Apr 12, 2004 19:11
I know i havent written in my journal for a long time and there are many reasons. i just like to read everyone else's and i feel like when i write something personal anyone could read and make fun of me and i hate that. even though i know someone is going to make fun of me i will write personal things anyway.
im really bored right now and this is the first day since last thursday that i have been home for more than 2 hours.
I had a great spring break. it was really fun. I partied alot and hung out with some different people then i usually do. i hung out with Kira everyday except saturday and sunday and i really appreciate her company. we have so much in common and we are even sharing the same pain when it comes to boys.
Talking about boys...... man i seriously met like 30 over the break. there are only a couple that i have been really talking to.
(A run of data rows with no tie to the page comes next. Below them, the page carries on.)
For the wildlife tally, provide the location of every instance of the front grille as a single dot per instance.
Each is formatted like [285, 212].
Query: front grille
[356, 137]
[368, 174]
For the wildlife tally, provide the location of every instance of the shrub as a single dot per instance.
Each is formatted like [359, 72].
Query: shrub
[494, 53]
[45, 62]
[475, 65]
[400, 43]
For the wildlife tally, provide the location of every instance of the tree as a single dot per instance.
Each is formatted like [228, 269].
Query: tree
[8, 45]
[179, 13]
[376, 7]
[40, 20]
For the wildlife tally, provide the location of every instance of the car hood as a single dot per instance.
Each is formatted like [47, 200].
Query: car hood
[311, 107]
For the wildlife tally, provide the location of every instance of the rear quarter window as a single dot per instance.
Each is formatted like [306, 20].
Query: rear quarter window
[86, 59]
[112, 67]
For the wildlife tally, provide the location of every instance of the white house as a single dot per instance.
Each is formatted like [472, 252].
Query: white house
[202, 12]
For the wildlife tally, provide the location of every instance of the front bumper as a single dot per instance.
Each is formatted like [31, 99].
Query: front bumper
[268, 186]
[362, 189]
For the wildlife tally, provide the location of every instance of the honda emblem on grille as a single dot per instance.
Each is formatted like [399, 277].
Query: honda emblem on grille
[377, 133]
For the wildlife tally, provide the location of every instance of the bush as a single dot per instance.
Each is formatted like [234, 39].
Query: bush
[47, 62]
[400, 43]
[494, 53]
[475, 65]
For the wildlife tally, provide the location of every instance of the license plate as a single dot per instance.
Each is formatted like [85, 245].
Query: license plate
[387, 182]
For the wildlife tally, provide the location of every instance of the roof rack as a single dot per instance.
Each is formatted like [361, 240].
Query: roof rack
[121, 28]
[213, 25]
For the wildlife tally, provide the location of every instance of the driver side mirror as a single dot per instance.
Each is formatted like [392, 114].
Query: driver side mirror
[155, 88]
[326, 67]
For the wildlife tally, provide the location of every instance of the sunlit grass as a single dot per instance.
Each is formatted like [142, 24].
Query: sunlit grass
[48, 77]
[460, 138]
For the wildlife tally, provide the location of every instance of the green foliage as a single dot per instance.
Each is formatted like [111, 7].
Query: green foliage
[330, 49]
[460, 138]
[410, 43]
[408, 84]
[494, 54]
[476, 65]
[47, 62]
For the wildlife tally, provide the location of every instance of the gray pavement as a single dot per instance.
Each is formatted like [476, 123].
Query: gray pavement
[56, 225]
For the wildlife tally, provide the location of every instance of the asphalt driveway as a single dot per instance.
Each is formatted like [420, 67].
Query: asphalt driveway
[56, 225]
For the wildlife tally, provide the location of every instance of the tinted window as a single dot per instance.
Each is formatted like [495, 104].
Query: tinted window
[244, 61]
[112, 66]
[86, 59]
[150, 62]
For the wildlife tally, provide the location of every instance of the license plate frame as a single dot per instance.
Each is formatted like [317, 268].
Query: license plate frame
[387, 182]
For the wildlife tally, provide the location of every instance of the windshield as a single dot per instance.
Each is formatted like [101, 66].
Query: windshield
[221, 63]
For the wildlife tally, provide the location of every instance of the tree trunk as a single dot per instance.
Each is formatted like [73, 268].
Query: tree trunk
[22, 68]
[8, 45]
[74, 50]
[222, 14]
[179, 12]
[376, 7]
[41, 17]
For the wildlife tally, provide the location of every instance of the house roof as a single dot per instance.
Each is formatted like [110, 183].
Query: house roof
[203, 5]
I think im going to prom with one of them too!
Bad news: Travis decided to call me and come back into my life. i'm having alot of trouble with him right now and all he does he confuse me and make me upset. i was having a great time when i didnt talk to him or see him for like 2 months. now that he calls me and calls me baby and tells me he loves me really makes it hard to get away from him. i need help, i need to be strong and i need to stay away from him. he needs to stay away from me. i mean he has a new gf and he constantly calls me and comes over. he needs to make up his confused mind and stop playing games with me. i think he is psycho.
right now im looking for the boy of my dreams. whenever i get happy about meeting a new boy they never turn out to be who i think they will and it is really disappointing. i think i should stop looking. i feel kinda depressed right now cause im all alone and no one is here. i could go hang out with Kira, Richard, Justin, Tara, And Britney but i dont feel like getting up and getting ready. i think my disappointment is taking over my body. Maybe i should get up and go do something but i dont know if i can.
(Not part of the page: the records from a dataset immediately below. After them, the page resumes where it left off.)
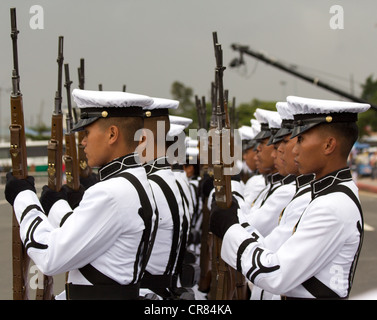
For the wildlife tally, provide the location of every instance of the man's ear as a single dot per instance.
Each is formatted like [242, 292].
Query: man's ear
[330, 145]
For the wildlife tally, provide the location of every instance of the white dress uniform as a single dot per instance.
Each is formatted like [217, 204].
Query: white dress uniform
[279, 190]
[320, 258]
[265, 212]
[106, 241]
[253, 188]
[104, 232]
[287, 221]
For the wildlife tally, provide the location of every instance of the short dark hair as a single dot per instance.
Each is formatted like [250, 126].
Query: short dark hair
[128, 126]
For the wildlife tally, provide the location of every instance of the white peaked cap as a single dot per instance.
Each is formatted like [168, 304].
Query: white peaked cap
[160, 107]
[162, 103]
[274, 120]
[265, 116]
[301, 105]
[106, 104]
[309, 113]
[112, 99]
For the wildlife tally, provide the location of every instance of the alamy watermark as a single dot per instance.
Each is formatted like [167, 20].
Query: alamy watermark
[216, 146]
[337, 19]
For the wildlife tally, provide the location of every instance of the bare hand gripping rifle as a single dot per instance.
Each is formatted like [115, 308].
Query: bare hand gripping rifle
[19, 168]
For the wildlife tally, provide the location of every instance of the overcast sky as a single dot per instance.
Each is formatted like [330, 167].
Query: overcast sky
[149, 44]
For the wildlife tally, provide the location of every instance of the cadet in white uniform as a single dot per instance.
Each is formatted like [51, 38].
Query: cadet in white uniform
[105, 242]
[320, 258]
[279, 190]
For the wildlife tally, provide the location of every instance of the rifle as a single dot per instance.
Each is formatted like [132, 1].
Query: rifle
[20, 259]
[54, 157]
[70, 157]
[205, 251]
[84, 170]
[222, 182]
I missed Lauren over the break. the thing is i had plans like everyday and never could see her. i think Andra is mad at my for not hanging out but that is ok its not like she called me constantly. she could of hung out with me and kira( the same to lauren) but she never called. im sorry Andra we will hang out soon.
I also wanted to say i really enjoyed hanging out with liz and jasmine. and i also enjoyed sleeping in my car on Saturday night in the parking lot of best buy. it was pretty funny because a security guard was flashing his flashlight in my car and called the cops like i stole the car. i felt homeless. but the thing was i didnt want to go home.
Well i think my journal is long enough... i could write more about my journeys during spring break but then my entry would never end.